After the death of its founder in 1967, PMMA continued to take work aligned with its expertise. Projects included vehicle design, a corporate identity for the new Three Rivers Stadium in Pittsburgh and a series of unique, eye-catching trolleys as a publicity campaign for Pittsburgh's Port Authority Transit (PAT) (now Port Authority of Allegheny County). Despite these successes, PMMA struggled in the years following Muller-Munk's death. By 1973, staff had been reduced to two officers and 20 employees.

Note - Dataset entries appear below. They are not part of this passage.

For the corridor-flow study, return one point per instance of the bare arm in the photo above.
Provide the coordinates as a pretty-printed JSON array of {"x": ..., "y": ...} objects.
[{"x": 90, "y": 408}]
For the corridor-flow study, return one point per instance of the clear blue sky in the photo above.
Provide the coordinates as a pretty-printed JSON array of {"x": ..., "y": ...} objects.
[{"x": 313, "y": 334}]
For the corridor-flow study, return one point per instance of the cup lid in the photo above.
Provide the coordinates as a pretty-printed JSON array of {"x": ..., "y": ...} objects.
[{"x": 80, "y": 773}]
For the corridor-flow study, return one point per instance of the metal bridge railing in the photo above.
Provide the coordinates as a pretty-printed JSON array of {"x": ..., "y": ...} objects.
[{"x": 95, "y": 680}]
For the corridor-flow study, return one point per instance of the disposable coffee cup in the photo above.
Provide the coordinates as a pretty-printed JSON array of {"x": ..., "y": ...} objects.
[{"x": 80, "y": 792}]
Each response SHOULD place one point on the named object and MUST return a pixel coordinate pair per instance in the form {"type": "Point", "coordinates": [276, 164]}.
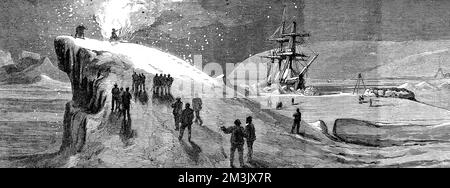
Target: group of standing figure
{"type": "Point", "coordinates": [138, 82]}
{"type": "Point", "coordinates": [239, 135]}
{"type": "Point", "coordinates": [162, 84]}
{"type": "Point", "coordinates": [121, 101]}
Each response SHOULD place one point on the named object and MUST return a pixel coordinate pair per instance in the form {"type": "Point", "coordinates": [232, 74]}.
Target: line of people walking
{"type": "Point", "coordinates": [138, 82]}
{"type": "Point", "coordinates": [162, 84]}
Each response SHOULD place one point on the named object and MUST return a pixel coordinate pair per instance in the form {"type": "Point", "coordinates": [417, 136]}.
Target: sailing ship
{"type": "Point", "coordinates": [289, 66]}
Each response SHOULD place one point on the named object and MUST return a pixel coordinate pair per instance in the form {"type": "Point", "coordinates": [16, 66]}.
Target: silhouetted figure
{"type": "Point", "coordinates": [177, 110]}
{"type": "Point", "coordinates": [143, 81]}
{"type": "Point", "coordinates": [170, 84]}
{"type": "Point", "coordinates": [187, 116]}
{"type": "Point", "coordinates": [114, 36]}
{"type": "Point", "coordinates": [164, 84]}
{"type": "Point", "coordinates": [99, 74]}
{"type": "Point", "coordinates": [115, 97]}
{"type": "Point", "coordinates": [155, 86]}
{"type": "Point", "coordinates": [250, 133]}
{"type": "Point", "coordinates": [79, 31]}
{"type": "Point", "coordinates": [126, 102]}
{"type": "Point", "coordinates": [297, 121]}
{"type": "Point", "coordinates": [135, 81]}
{"type": "Point", "coordinates": [119, 104]}
{"type": "Point", "coordinates": [237, 141]}
{"type": "Point", "coordinates": [197, 104]}
{"type": "Point", "coordinates": [158, 85]}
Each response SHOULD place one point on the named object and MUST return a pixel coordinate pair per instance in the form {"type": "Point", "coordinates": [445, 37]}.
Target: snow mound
{"type": "Point", "coordinates": [445, 86]}
{"type": "Point", "coordinates": [5, 58]}
{"type": "Point", "coordinates": [148, 59]}
{"type": "Point", "coordinates": [425, 86]}
{"type": "Point", "coordinates": [408, 86]}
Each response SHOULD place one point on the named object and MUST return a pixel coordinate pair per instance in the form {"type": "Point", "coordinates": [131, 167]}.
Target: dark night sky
{"type": "Point", "coordinates": [225, 31]}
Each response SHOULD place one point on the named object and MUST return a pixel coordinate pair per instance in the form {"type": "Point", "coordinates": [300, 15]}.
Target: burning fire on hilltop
{"type": "Point", "coordinates": [127, 16]}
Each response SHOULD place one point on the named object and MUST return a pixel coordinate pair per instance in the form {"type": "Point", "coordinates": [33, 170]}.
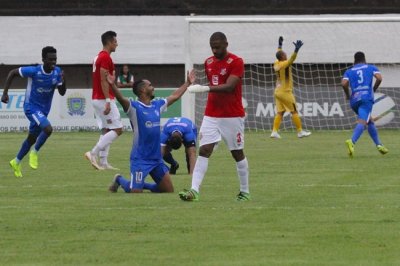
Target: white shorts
{"type": "Point", "coordinates": [230, 129]}
{"type": "Point", "coordinates": [110, 121]}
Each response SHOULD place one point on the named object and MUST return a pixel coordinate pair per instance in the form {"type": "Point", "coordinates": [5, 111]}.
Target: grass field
{"type": "Point", "coordinates": [311, 205]}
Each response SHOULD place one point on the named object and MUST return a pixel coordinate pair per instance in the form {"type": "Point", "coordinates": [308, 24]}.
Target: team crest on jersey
{"type": "Point", "coordinates": [215, 79]}
{"type": "Point", "coordinates": [76, 104]}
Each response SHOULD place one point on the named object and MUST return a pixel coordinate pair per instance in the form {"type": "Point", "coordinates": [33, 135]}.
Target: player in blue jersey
{"type": "Point", "coordinates": [145, 157]}
{"type": "Point", "coordinates": [359, 78]}
{"type": "Point", "coordinates": [42, 82]}
{"type": "Point", "coordinates": [178, 130]}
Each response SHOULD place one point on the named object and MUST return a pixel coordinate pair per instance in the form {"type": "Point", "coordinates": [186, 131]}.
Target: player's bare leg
{"type": "Point", "coordinates": [242, 167]}
{"type": "Point", "coordinates": [166, 186]}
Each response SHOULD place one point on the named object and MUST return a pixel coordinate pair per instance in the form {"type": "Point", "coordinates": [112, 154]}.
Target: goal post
{"type": "Point", "coordinates": [329, 45]}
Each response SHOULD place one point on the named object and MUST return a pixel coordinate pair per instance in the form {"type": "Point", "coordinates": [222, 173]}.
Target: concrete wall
{"type": "Point", "coordinates": [201, 7]}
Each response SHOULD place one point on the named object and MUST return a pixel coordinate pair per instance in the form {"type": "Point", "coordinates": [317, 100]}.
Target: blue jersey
{"type": "Point", "coordinates": [41, 85]}
{"type": "Point", "coordinates": [360, 77]}
{"type": "Point", "coordinates": [145, 121]}
{"type": "Point", "coordinates": [183, 125]}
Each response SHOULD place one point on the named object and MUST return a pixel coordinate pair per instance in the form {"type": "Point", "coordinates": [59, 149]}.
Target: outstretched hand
{"type": "Point", "coordinates": [280, 41]}
{"type": "Point", "coordinates": [298, 44]}
{"type": "Point", "coordinates": [4, 98]}
{"type": "Point", "coordinates": [111, 77]}
{"type": "Point", "coordinates": [191, 76]}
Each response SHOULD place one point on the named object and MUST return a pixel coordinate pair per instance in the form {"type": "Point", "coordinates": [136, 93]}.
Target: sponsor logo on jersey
{"type": "Point", "coordinates": [215, 79]}
{"type": "Point", "coordinates": [76, 104]}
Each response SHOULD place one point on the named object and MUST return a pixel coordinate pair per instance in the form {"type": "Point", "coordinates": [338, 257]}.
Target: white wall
{"type": "Point", "coordinates": [161, 39]}
{"type": "Point", "coordinates": [142, 40]}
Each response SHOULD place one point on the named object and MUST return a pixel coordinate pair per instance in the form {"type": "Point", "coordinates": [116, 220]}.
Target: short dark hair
{"type": "Point", "coordinates": [175, 141]}
{"type": "Point", "coordinates": [108, 36]}
{"type": "Point", "coordinates": [359, 57]}
{"type": "Point", "coordinates": [48, 49]}
{"type": "Point", "coordinates": [137, 85]}
{"type": "Point", "coordinates": [218, 36]}
{"type": "Point", "coordinates": [279, 54]}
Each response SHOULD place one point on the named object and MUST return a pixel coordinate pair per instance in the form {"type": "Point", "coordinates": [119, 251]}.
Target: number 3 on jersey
{"type": "Point", "coordinates": [360, 76]}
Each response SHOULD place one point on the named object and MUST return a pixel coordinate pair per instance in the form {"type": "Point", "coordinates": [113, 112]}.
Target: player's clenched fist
{"type": "Point", "coordinates": [198, 88]}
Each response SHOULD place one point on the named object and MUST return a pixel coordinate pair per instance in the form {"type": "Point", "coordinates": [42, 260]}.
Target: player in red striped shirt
{"type": "Point", "coordinates": [224, 115]}
{"type": "Point", "coordinates": [106, 111]}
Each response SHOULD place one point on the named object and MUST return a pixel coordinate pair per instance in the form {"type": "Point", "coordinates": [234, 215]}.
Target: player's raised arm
{"type": "Point", "coordinates": [378, 80]}
{"type": "Point", "coordinates": [280, 42]}
{"type": "Point", "coordinates": [345, 86]}
{"type": "Point", "coordinates": [120, 98]}
{"type": "Point", "coordinates": [177, 94]}
{"type": "Point", "coordinates": [62, 88]}
{"type": "Point", "coordinates": [11, 75]}
{"type": "Point", "coordinates": [105, 88]}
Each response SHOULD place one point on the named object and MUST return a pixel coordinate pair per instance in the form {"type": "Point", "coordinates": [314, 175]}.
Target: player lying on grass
{"type": "Point", "coordinates": [145, 157]}
{"type": "Point", "coordinates": [284, 97]}
{"type": "Point", "coordinates": [176, 131]}
{"type": "Point", "coordinates": [43, 80]}
{"type": "Point", "coordinates": [359, 78]}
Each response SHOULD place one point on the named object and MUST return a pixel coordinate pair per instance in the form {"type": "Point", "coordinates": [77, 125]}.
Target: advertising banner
{"type": "Point", "coordinates": [71, 112]}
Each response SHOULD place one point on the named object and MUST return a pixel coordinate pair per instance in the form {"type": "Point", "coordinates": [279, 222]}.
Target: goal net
{"type": "Point", "coordinates": [330, 43]}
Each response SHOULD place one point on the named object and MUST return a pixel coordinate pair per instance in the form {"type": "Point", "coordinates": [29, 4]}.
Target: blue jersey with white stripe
{"type": "Point", "coordinates": [360, 77]}
{"type": "Point", "coordinates": [181, 124]}
{"type": "Point", "coordinates": [41, 85]}
{"type": "Point", "coordinates": [145, 120]}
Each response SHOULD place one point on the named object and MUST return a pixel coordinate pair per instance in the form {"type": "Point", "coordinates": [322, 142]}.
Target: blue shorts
{"type": "Point", "coordinates": [363, 109]}
{"type": "Point", "coordinates": [140, 170]}
{"type": "Point", "coordinates": [38, 120]}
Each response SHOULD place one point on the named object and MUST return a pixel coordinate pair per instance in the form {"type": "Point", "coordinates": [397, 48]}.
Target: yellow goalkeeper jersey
{"type": "Point", "coordinates": [283, 71]}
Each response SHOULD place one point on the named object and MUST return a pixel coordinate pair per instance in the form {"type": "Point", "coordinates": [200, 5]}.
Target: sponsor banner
{"type": "Point", "coordinates": [319, 108]}
{"type": "Point", "coordinates": [71, 112]}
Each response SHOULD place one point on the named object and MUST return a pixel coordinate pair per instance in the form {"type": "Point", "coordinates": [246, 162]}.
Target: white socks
{"type": "Point", "coordinates": [199, 171]}
{"type": "Point", "coordinates": [104, 141]}
{"type": "Point", "coordinates": [242, 168]}
{"type": "Point", "coordinates": [103, 154]}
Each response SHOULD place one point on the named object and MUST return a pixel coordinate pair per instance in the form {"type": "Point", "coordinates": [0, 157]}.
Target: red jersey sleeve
{"type": "Point", "coordinates": [106, 63]}
{"type": "Point", "coordinates": [237, 67]}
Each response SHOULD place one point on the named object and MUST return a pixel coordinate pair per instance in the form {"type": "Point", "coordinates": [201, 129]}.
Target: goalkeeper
{"type": "Point", "coordinates": [284, 97]}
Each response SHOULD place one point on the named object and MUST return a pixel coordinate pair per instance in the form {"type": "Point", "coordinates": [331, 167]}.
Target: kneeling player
{"type": "Point", "coordinates": [176, 131]}
{"type": "Point", "coordinates": [145, 157]}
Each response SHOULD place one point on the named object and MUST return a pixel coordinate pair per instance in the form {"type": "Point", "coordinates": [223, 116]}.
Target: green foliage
{"type": "Point", "coordinates": [311, 205]}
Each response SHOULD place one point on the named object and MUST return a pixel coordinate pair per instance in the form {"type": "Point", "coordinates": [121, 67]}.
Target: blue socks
{"type": "Point", "coordinates": [169, 159]}
{"type": "Point", "coordinates": [125, 184]}
{"type": "Point", "coordinates": [373, 133]}
{"type": "Point", "coordinates": [41, 140]}
{"type": "Point", "coordinates": [24, 150]}
{"type": "Point", "coordinates": [358, 130]}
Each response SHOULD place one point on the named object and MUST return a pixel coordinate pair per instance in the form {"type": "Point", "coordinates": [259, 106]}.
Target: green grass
{"type": "Point", "coordinates": [311, 205]}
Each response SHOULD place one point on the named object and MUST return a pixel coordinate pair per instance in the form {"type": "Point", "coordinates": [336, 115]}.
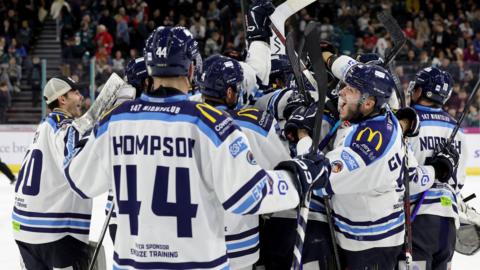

To adapt to the changing marketplace, PMMA management decided to merge with Wilbur Smith Associates on January 1, 1974, rendering Peter Muller-Munk Associates a division of WSA.

== Legacy ==
Despite Muller-Munk's own commercial success and his pioneering efforts to establish industrial design as a serious course of post-secondary study, PMMA's profile declined and almost disappeared into the history of modern design. Recently, interested in the firm's work has grown. In 2015 the Carnegie Museum of Art organized a monographic exhibition dedicated to the designer and his work, with the aim of supplementing design histories that traditionally focused almost exclusively on the American East and West Coasts.